Saturday, August 21, 2010

Sumptuary Law: The jury is still out.

It is not entirely clear what combination of events led to the making of sumptuary laws. Private extravagance, moral degeneration and political decline were certainly key factors but not the only variables involved. During the time of plague, Hughes (1983) documents the absence of new sumptuary laws. However the church's condemnation of the poulaine, or long toed shoe was cited as the reason for God's wrath in sending the plague.
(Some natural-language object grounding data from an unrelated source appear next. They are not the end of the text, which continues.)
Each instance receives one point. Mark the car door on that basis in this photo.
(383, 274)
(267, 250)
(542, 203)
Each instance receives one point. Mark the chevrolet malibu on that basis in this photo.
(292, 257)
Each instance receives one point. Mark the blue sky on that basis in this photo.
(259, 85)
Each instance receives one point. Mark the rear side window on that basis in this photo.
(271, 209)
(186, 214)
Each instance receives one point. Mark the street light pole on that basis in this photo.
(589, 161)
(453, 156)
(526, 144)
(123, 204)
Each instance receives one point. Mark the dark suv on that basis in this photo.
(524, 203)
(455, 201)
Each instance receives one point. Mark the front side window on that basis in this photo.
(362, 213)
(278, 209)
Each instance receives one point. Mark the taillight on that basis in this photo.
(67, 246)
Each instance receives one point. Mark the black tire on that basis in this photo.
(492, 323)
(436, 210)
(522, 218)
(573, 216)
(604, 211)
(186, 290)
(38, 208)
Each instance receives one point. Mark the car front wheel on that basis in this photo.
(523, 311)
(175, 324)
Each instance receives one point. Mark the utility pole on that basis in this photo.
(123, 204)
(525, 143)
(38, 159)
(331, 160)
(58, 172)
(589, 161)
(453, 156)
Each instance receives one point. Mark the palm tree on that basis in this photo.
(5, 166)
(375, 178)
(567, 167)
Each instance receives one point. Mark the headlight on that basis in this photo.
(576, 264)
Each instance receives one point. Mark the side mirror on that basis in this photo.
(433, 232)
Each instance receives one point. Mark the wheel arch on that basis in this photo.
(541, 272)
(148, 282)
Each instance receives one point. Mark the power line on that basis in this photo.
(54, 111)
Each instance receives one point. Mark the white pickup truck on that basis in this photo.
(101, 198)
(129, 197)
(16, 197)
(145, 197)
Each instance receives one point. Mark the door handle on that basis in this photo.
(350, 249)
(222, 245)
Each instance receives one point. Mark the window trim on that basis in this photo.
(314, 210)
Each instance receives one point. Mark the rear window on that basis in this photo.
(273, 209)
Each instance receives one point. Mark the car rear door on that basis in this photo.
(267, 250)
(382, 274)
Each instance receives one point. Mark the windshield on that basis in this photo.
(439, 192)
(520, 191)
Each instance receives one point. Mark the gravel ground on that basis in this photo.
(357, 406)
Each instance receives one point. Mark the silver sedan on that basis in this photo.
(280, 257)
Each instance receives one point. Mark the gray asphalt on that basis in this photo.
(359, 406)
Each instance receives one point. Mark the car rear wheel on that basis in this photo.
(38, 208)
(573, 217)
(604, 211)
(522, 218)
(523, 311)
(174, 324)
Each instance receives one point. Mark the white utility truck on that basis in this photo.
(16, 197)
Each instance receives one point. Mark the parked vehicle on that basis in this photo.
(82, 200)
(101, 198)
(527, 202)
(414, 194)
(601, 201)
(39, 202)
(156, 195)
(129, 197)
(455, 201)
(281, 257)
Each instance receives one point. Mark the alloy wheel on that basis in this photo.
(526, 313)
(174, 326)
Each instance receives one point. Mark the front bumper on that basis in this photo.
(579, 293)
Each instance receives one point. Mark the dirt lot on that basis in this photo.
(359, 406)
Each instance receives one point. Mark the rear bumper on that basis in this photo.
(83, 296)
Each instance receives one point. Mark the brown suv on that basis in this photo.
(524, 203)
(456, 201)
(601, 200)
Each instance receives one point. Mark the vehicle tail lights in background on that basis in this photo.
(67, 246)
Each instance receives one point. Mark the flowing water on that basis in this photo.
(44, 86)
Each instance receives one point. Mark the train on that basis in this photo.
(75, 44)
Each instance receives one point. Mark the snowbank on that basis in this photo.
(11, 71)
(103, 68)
Medieval laws were too often merely an articulation of an ideal. Nutter, (1992) considered there was little evidence to indicate sumptuary laws in England were aimed to codify class differences as a result of some general disparity between income and rank. Instead most were anti-inflationary, wage controls and protectionist in their intents. Prior to the eighteenth century there were laws to stop common people from dressing like affluent society. These were laws regulated personal behavior on moral or religious grounds: sumptuary laws. (Healy, 1977 p 10). Hurlock (1965) wrote sumptuary laws were used primarily to preserve class distinctions. When members of the nobility found their position of supremacy encroached upon by the lower classes that had attained wealth, they passed laws to restore the respect for the inequality of ranks which had previously existed.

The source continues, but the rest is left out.